Telah jelas, bahwa Allah dan Rasul-Nya memerintahkan umat islam agar berharap penuh kepada Allah dan bersikap optimis. Rasa optimis ini tidak akan tumbuh kecuali didasari oleh keimanan yang benar. Keimanan yang benar akan tertanam pada keyakinan yang kuat. Sedangkan keyakinan adalah kunci membuka pintu kesuksesan bagi setiap orang, atau sebaliknya, merupakan alat yang mengunci seseorang dari luar, dari kemungkinan untuk sukes.[6]
Oleh karena itu, sebagaimana yang telah disampaikan, keimanan sempurna akan membuahkan panorama tingkah laku yang sedap dipandang mata. Hal ini menunjukkan bahwa ada keterkaitan yang sangat erat antara keimanan dan optimisme. Penyusun sependapat denagn Syaikh Abd Qadir al-Jailani yang membahasakan optimisme ini dalam salah satu judul pembahasan dalam buku tasawufnya dengan perumpamaan yang rasional, “takut dan harap adalah dua sayap iman.”[7]

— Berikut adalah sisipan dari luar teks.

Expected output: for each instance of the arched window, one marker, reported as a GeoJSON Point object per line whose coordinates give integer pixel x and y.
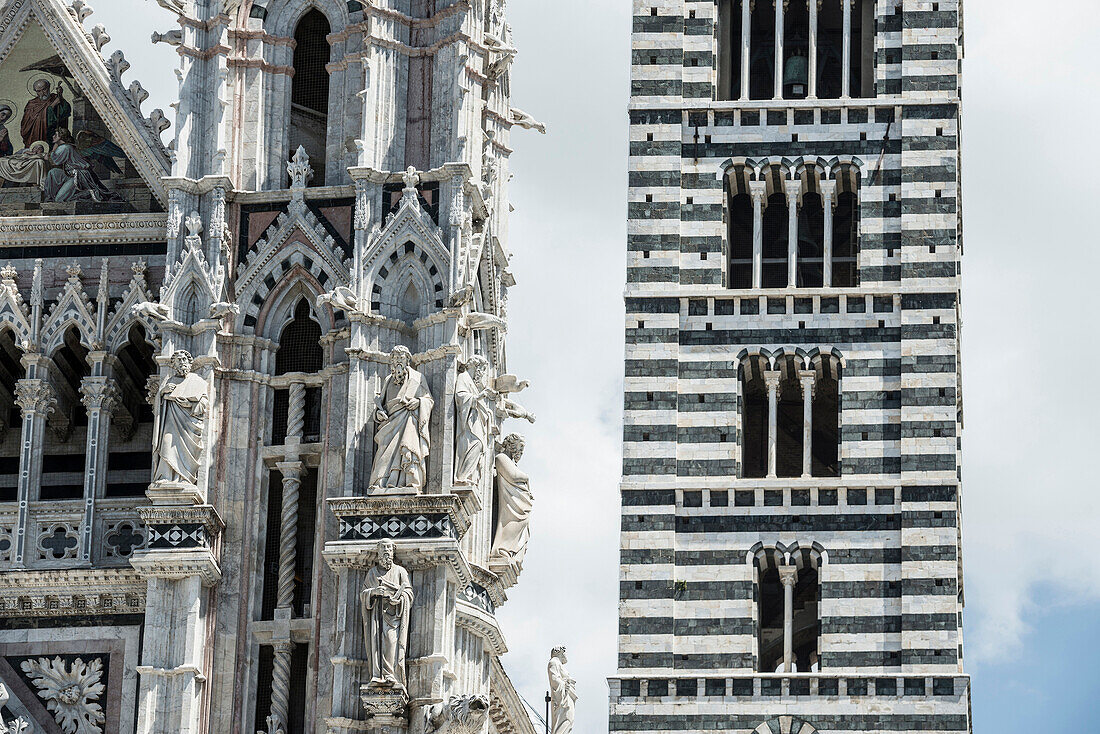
{"type": "Point", "coordinates": [825, 444]}
{"type": "Point", "coordinates": [309, 91]}
{"type": "Point", "coordinates": [130, 458]}
{"type": "Point", "coordinates": [11, 417]}
{"type": "Point", "coordinates": [845, 240]}
{"type": "Point", "coordinates": [788, 617]}
{"type": "Point", "coordinates": [762, 52]}
{"type": "Point", "coordinates": [811, 241]}
{"type": "Point", "coordinates": [63, 463]}
{"type": "Point", "coordinates": [776, 237]}
{"type": "Point", "coordinates": [805, 428]}
{"type": "Point", "coordinates": [740, 241]}
{"type": "Point", "coordinates": [845, 33]}
{"type": "Point", "coordinates": [299, 350]}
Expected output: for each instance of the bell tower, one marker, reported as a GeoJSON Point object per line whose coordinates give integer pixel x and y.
{"type": "Point", "coordinates": [338, 274]}
{"type": "Point", "coordinates": [791, 552]}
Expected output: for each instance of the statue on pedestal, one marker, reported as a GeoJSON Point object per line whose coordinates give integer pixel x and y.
{"type": "Point", "coordinates": [562, 693]}
{"type": "Point", "coordinates": [514, 501]}
{"type": "Point", "coordinates": [386, 601]}
{"type": "Point", "coordinates": [402, 417]}
{"type": "Point", "coordinates": [473, 413]}
{"type": "Point", "coordinates": [179, 423]}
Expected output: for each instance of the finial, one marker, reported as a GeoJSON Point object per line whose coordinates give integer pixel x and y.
{"type": "Point", "coordinates": [194, 225]}
{"type": "Point", "coordinates": [411, 178]}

Dalam perumpamaannya, penyusun memahami bahwa optimisme sebagai salah satu sayap iman akan dipengaruhi dan mempengaruhi kepada kondisi iman secara totalitas. Ketika sayap optimis itu berkepak dengan baik dengan dibarengi khasyah, maka akan mampu membawa keimanan terbang tinggi ke langit mencapai kesempurnaan. Begitupun tatkala rasa optimis sebagai elemen dari sayap itu patah dan atau tidak mampu berkepak dengan baik, maka keimanan akan jatuh dan terpuruk. Oleh karenanya, keduanya harus dijaga dan dikembangkan untuk kesuksesan hidup fiddarain.
Optimisme Bukan Berarti Mendahului Tuhan; Pembahasan Mengenai Hakikat Optimis.
Saat ini terjadi salah pengertian bahwa optimis yang diterjemahkan sebagai sikap hidup yang penuh dengan percaya diri berarti “sok tahu” terhadap kehendak Tuhan. “Saya pasti bisa” merupakan salah satu ungkapan dari sikap optimis. Sepintas bisa terjadi pemahaman bahwa dengan perkataan “pasti”nya itu seolah bahwa dia tahu takdir yang akan berlaku atasnya selanjutnya.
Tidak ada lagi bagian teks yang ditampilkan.